Тейт не хотела, пусть даже и мысленно, облекать в слова то, что она чувствовала к Джейсу: сделать это значило вызвать печаль. Было бы глупо предполагать, что ржавые якорные цепи ее прошлого окажутся слабее, чем этот мягкий желтый металл, украшавший лодыжку. А Татум была не глупа, и будущее рисовалось ей, в общем-то, ясно.

Каждый день их с Джейсом отношений она будет принимать как должно и наслаждаться ими столько, сколько сможет. Джейс — ее настоящее, но, увы, не будущее, и, значит, она не может позволить себе стать слишком зависимой от своей любви к нему. В любую минуту она должна быть готова спокойно отправить все в прошлое. За все двадцать четыре года своей жизни она ни разу не позволила себе слишком размечтаться о своем будущем и ради собственного же блага не может позволить себе этого и сейчас.

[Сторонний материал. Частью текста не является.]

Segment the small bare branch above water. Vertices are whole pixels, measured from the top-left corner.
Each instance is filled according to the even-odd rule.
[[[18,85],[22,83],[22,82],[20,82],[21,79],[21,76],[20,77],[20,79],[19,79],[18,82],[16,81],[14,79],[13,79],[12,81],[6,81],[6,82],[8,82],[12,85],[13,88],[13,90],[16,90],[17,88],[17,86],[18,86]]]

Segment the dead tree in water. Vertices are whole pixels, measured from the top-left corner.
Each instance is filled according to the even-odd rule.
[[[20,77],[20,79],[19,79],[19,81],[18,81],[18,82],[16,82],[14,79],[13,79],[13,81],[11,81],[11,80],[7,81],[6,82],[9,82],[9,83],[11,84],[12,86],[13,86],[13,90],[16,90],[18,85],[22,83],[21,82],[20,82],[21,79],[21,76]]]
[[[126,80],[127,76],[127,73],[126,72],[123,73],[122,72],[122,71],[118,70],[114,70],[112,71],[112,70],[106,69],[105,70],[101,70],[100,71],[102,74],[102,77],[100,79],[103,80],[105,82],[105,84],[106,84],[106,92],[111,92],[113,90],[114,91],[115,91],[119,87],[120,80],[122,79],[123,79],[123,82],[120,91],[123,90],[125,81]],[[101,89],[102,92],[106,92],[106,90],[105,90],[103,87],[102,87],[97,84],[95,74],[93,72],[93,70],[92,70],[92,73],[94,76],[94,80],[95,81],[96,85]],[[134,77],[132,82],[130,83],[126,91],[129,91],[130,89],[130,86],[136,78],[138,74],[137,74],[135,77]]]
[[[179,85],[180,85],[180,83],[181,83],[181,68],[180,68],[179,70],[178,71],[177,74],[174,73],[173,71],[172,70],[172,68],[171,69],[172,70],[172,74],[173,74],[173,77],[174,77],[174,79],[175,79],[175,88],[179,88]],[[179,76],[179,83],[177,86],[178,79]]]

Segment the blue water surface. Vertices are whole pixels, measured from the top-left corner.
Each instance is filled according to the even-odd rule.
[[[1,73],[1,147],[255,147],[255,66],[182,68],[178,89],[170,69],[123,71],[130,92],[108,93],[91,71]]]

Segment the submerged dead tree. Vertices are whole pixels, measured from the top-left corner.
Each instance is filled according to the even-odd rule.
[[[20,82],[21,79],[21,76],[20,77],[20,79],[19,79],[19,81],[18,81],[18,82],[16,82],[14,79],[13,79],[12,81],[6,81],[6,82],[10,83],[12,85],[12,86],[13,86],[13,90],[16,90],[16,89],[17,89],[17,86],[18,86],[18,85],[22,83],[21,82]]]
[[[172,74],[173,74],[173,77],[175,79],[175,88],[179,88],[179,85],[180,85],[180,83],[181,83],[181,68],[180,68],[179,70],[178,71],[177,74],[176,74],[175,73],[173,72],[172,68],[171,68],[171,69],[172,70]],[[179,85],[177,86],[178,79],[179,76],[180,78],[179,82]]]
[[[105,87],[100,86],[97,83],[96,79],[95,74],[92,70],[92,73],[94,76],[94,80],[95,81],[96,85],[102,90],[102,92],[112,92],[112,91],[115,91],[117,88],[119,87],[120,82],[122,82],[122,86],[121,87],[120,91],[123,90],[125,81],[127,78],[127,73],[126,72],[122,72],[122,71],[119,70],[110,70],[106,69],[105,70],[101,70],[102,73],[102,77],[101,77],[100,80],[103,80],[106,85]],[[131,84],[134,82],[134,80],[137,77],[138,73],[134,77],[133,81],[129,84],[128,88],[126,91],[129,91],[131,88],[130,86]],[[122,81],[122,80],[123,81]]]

Всю следующую неделю у них в офисе было много работы, и Джейс не мог решить, хорошо это или нет. С одной стороны, в течение рабочих часов отношения их с Тейт оставались строго профессиональными, но с другой… К черту! Это-то и трудно было перенести: целый день с утра и до вечера он был вынужден эти строго профессиональные отношения терпеть.

К счастью, у него имелась возможность поменять расписание работы так, чтобы они с Тейт могли провести иногда целую ночь у него, и по большей части такое положение вещей его устраивало. Но в пятницу произошло нечто, помешавшее им с Тейт вместе отправиться домой.